Pa and Libby aren't the only ones packing, it seems, because Sofie is also loading up a suitcase while Mommatose watches from her bed.
Mommatose: Aw, come on! Don't go! I promise I'll be nicer. I mean, we've had some good times, right? Remember when we stayed up all night and played Uno with the tarot cards? That was fun, wasn't it? And that time I coughed up the lung pudding, and we just laughed and laughed and laughed
Sofie: It's my chance.
Mommatose: But but you can't leave me! Whatever shall I do? However shall I piss?
Sofie: Goodbye, Mother.
Cut to the car, with Pa and Libby in the front seat, and Sofie in the back. Everyone is all excited and bouncy (though not Jonesy-bouncy, much to my dismay), and even Pa gets into the spirit things by shouting, "California, here we come!" But then he looks in the rearview mirror, and spots Ma watching them from a distance. If you look closely, you can actually see the resolve draining out through the pussy-whipping scars on his back. Libby begs him to start driving, but Pa just shuts off the car, and softly says that maybe they should try again the next day. Libby, incidentally, is wearing a raspberry beret. Someday I'm totally going to write a scholarly paper on the meaning of all the Prince references in this show. For now, however, I'll just mock the girl's fashion sense, because she looks like a French hooker. Then again, her family name is "Dreifuss-Cooch," so she may actually really be a French hooker. Pa climbs out of the car looking totally broken, and Libby brats that he's breaking his promise to take her away from the carnival. But when Sofie climbs into the front seat and offers to drive, Libby ends up refusing to leave without her daddy. In the end, Sofie is left alone in the car, realizing that she's the only one who was actually serious about going.

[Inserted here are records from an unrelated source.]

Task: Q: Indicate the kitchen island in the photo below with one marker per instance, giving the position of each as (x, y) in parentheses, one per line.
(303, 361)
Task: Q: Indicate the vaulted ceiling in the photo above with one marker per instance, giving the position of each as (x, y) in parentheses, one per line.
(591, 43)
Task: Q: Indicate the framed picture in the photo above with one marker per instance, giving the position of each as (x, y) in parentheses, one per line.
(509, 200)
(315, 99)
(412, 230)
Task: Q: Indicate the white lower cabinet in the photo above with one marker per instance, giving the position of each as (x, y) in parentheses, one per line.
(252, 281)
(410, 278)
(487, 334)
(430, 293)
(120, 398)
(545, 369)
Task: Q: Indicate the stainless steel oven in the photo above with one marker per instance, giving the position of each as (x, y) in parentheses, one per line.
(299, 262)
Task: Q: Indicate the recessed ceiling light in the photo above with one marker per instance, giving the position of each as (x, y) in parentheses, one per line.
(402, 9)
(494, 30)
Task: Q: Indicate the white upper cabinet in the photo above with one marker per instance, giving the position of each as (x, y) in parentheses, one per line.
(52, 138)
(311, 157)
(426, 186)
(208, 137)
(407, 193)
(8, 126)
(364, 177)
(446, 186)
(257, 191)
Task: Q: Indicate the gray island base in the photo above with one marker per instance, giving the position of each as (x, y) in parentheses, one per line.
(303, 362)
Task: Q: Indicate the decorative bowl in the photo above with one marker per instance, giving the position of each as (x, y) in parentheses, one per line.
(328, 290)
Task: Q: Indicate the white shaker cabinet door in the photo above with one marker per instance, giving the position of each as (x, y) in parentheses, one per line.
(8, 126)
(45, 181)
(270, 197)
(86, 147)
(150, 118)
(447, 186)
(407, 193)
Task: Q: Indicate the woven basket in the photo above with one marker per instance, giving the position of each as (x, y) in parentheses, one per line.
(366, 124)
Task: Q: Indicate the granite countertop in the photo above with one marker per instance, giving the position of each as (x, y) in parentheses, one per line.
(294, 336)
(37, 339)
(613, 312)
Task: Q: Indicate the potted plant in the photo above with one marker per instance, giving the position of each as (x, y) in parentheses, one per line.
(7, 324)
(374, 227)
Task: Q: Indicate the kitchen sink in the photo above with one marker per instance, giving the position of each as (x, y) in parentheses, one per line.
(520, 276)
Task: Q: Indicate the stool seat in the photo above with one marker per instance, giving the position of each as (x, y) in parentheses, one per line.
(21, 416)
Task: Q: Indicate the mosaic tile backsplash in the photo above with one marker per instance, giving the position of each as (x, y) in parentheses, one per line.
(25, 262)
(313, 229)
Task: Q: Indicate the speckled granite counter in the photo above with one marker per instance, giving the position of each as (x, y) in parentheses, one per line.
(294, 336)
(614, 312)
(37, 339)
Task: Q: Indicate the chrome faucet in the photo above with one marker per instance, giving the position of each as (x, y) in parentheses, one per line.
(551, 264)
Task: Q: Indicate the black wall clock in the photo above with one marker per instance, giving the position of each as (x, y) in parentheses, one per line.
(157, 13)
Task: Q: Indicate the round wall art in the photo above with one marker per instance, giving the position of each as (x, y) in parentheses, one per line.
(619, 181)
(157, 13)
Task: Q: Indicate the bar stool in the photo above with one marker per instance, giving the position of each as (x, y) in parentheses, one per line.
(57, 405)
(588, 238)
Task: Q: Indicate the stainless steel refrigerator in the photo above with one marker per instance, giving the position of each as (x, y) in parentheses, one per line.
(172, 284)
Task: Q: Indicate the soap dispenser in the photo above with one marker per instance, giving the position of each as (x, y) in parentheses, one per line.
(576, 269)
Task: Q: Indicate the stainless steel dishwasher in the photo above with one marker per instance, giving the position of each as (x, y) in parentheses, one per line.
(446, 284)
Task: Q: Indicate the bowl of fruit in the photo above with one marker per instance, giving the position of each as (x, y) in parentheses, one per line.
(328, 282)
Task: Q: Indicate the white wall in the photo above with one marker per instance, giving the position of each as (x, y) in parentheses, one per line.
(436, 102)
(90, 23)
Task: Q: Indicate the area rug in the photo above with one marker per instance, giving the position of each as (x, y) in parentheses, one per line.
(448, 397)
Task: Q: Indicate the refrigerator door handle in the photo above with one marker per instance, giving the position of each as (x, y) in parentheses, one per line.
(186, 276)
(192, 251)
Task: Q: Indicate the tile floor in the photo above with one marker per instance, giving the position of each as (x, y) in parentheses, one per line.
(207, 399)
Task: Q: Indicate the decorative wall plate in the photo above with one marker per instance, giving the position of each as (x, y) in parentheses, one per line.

Ben and Gabriel, meanwhile, have finally made their way back to camp. If you need any further proof that these two are the dumbest men in all of Texas, look no further than the fact that they waited until they were back in Carnieland to put Gabe's arm back into the sling. Although I guess that's really a better example of contrivance than Ben's stupidity, because if they didn't bungle the cover-up like that, there would be no way for Lila to have known that Ben was healing people all by himself. As it is, she manages to walk by just in time to see them giggling like they've just gotten away with something.